Baca juga : Jaga, Jangan Lewah!
Salah kaprah bisa juga terjadi karena pengguna bahasa salah memilih kata atau gabungan kata. Handrawan Nadesul, dokter yang penyuka bahasa, memberi contoh penggunaan meminum obat dan memakan obat. Banyak orang menganggap bahwa memakan obat adalah bentuk yang tepat, padahal yang tepat adalah meminum obat.
Ketidaktahuan juga bisa menyebabkan salah kaprah. Ungkapan negeri jiran kerap ditulis menjadi Negeri Jiran karena dianggap ungkapan tersebut sebagai nama diri. Padahal, negeri jiran adalah ungkapan yang berarti ’negara tetangga’. Dulu, ungkapan ini lekat dengan negara tetangga kita, Malaysia.
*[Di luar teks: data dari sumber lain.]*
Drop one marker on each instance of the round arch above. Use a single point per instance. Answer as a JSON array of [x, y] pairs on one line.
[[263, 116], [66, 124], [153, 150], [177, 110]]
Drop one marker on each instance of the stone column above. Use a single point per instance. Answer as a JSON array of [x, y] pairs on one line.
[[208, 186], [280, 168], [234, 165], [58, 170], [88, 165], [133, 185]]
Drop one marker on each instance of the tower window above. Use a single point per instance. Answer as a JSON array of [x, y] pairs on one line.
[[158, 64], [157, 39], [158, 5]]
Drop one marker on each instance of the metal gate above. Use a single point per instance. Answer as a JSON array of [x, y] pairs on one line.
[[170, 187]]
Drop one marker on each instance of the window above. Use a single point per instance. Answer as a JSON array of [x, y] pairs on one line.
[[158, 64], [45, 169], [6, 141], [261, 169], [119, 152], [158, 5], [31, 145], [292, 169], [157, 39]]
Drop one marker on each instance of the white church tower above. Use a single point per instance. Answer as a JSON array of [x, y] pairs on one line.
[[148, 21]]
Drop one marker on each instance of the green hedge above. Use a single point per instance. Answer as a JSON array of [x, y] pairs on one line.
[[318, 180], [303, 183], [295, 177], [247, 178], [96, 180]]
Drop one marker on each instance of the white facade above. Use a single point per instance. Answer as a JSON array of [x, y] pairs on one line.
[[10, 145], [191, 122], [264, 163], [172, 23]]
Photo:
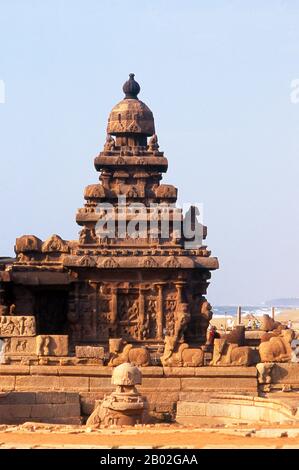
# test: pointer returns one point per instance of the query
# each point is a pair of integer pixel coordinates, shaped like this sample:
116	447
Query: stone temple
131	292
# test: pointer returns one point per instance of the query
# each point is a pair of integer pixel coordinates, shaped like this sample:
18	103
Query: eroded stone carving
125	406
55	244
180	355
267	323
277	348
17	326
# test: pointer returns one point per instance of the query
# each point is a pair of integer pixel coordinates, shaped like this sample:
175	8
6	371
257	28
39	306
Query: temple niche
99	287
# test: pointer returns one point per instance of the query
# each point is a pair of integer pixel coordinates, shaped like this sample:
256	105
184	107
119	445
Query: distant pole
239	315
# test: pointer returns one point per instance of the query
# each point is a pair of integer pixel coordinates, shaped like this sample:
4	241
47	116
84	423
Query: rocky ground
240	435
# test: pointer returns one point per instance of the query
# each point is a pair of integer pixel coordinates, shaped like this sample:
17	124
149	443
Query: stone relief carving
110	263
180	355
109	144
153	143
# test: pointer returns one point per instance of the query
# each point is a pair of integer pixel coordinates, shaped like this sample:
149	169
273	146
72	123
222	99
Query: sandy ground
36	436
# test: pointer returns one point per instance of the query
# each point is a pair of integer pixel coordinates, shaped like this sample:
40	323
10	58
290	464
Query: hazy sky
217	75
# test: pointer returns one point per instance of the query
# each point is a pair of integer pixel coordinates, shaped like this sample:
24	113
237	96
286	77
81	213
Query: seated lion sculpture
277	348
121	352
180	355
227	354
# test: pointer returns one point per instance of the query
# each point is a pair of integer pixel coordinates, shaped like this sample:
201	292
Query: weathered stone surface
90	351
7	382
162	384
17	326
100	383
215	383
179	371
37	382
73	383
129	288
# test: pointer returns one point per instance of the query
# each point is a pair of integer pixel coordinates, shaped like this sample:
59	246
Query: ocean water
222	311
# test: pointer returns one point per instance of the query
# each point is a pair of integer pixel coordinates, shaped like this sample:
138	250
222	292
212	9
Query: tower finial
131	88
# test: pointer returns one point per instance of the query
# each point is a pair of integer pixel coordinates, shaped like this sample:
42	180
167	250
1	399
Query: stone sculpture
180	355
108	284
277	348
227	354
125	406
264	373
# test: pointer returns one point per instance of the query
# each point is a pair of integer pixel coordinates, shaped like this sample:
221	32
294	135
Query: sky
217	76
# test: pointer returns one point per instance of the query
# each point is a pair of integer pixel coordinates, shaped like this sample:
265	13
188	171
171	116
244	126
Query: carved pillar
160	312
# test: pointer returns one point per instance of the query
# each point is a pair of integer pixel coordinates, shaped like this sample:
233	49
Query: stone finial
126	374
131	88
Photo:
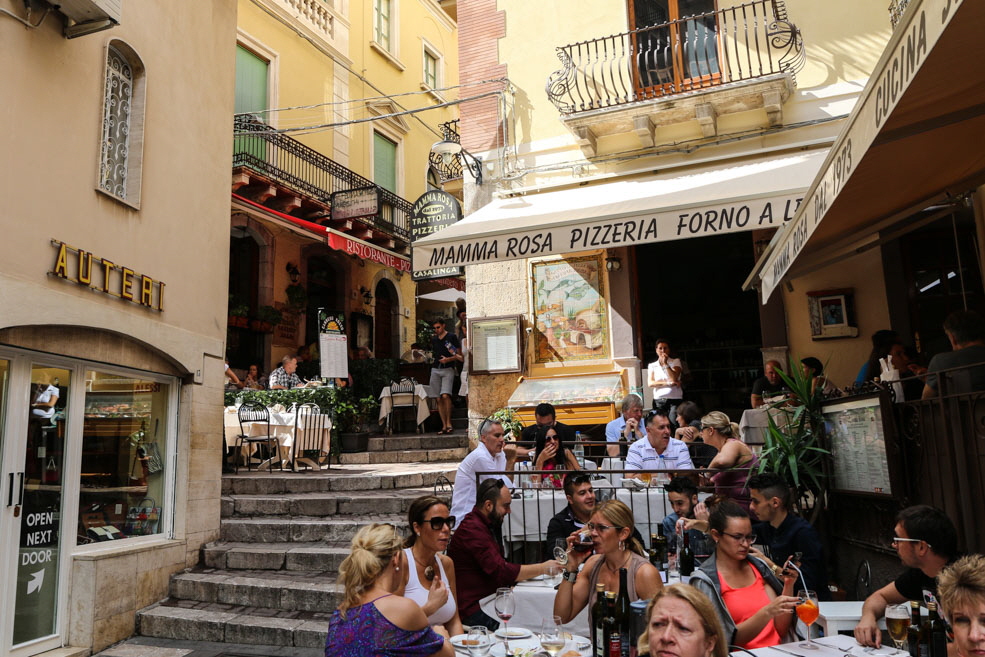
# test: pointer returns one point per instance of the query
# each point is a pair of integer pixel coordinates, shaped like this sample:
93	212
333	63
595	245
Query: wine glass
478	641
807	611
505	607
898	622
552	635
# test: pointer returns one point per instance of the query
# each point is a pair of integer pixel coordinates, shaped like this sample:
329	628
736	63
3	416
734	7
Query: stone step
281	590
341	503
300	529
300	556
450	455
213	621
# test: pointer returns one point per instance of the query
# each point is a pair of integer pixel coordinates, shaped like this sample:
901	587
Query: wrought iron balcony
745	42
289	162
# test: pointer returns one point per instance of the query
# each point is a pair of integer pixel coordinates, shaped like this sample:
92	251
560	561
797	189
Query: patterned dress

Dalam tataran kalimat, salah kaprah bisa terjadi karena penulis yang membuat susunan kalimat kurang menguasai aturan penyusunan kalimat yang baik. Akibatnya, kalimat menjadi kacau.
Contoh, Tingkat Kasus Covid-19 Meningkat Tajam atau Prabowo Dicalonkan Menjadi Calon Presiden. Kedua judul berita ini bisa diubah menjadi Angka Kasus Covid-19 Meningkat Tajam atau Prabowo Diajukan Menjadi Calon Presiden (bisa juga Prabowo Dicalonkan Menjadi Presiden).
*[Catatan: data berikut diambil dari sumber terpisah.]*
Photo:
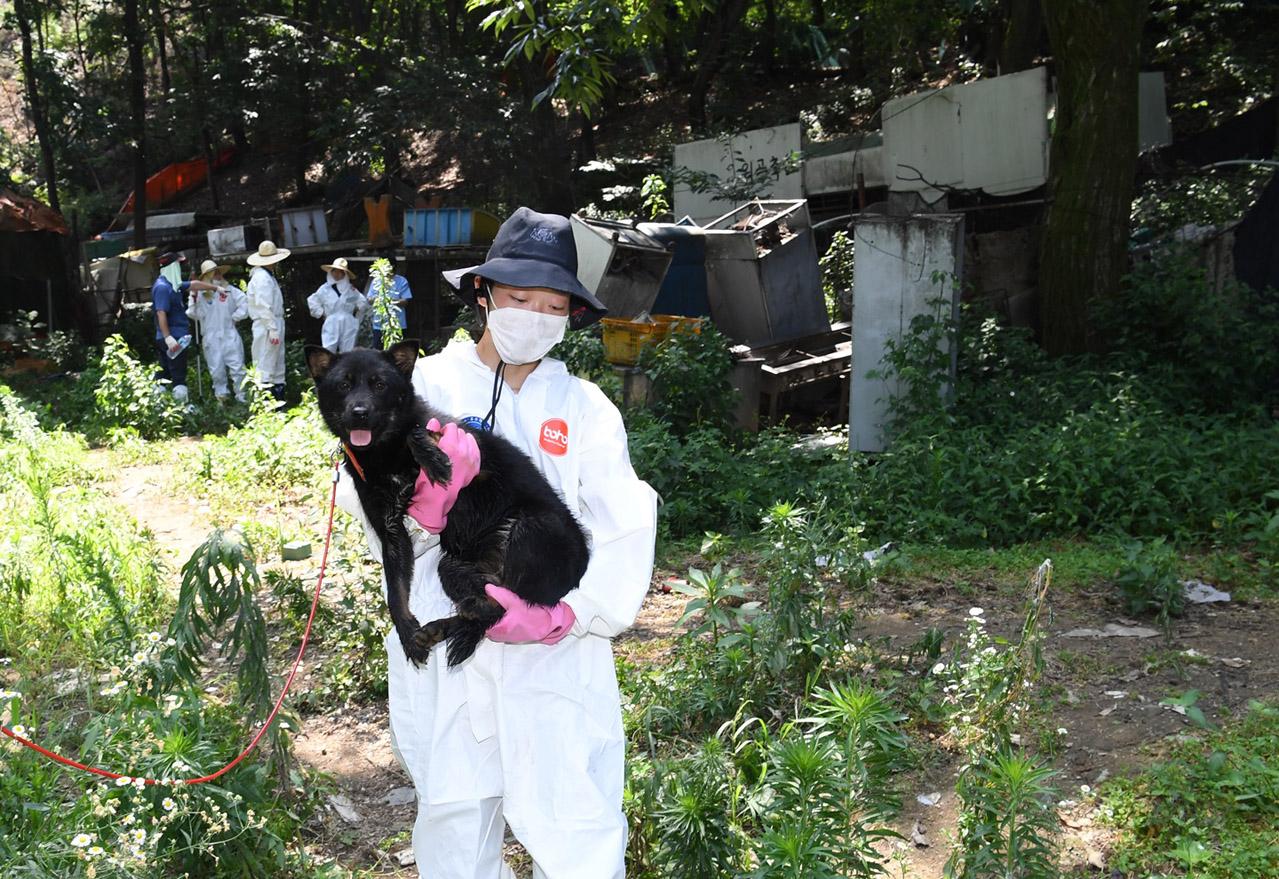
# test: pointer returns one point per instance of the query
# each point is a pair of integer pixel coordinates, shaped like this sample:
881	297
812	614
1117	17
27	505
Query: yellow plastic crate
624	338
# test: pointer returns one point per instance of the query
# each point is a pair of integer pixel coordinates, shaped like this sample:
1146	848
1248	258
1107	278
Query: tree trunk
550	155
768	47
710	56
161	53
133	37
39	115
1022	36
1092	163
672	50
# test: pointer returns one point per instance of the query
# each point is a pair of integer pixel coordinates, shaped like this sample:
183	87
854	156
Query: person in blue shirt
173	328
400	293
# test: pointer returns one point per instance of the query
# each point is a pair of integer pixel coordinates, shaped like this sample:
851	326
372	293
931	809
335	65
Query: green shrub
128	398
1149	581
1214	346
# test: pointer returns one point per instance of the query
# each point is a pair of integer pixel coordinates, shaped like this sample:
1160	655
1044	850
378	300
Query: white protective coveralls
528	733
340	306
266	308
216	312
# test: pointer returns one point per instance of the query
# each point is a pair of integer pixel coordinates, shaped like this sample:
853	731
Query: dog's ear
404	356
319	360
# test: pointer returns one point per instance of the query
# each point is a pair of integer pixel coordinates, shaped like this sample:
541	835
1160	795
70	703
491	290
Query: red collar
351	457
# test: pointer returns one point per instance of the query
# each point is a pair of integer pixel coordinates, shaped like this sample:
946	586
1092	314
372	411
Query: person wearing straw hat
173	328
266	308
216	312
339	303
528	731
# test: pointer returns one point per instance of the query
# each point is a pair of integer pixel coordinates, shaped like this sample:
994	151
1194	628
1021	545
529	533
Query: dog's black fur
508	526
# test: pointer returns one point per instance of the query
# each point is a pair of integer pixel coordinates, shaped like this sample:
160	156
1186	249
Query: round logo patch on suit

Pemakai bahasa yang teratur dan bersistem akan berupaya mengecilkan jumlah simpangan dan langgaran dan tidak mudah menyerah pada salah kaprah.
Penyebab terakhir, seperti kasus membuncah, ialah kekurangcermatan penulis memahami makna yang terdapat pada kata tersebut. Solusi yang paling mudah adalah dengan melihat kamus atau rujukan yang dapat dipercaya. Jika ini dilakukan, kesalahkaprahan niscaya tidak akan terjadi.
Baik juga kita kutip pendapat Guru Besar Fakultas Sastra UI Anton M Moeliono (almarhum) terkait salah kaprah ini. Pemakai bahasa yang teratur dan bersistem, katanya, akan berupaya mengecilkan jumlah simpangan dan langgaran dan tidak mudah menyerah pada salah kaprah.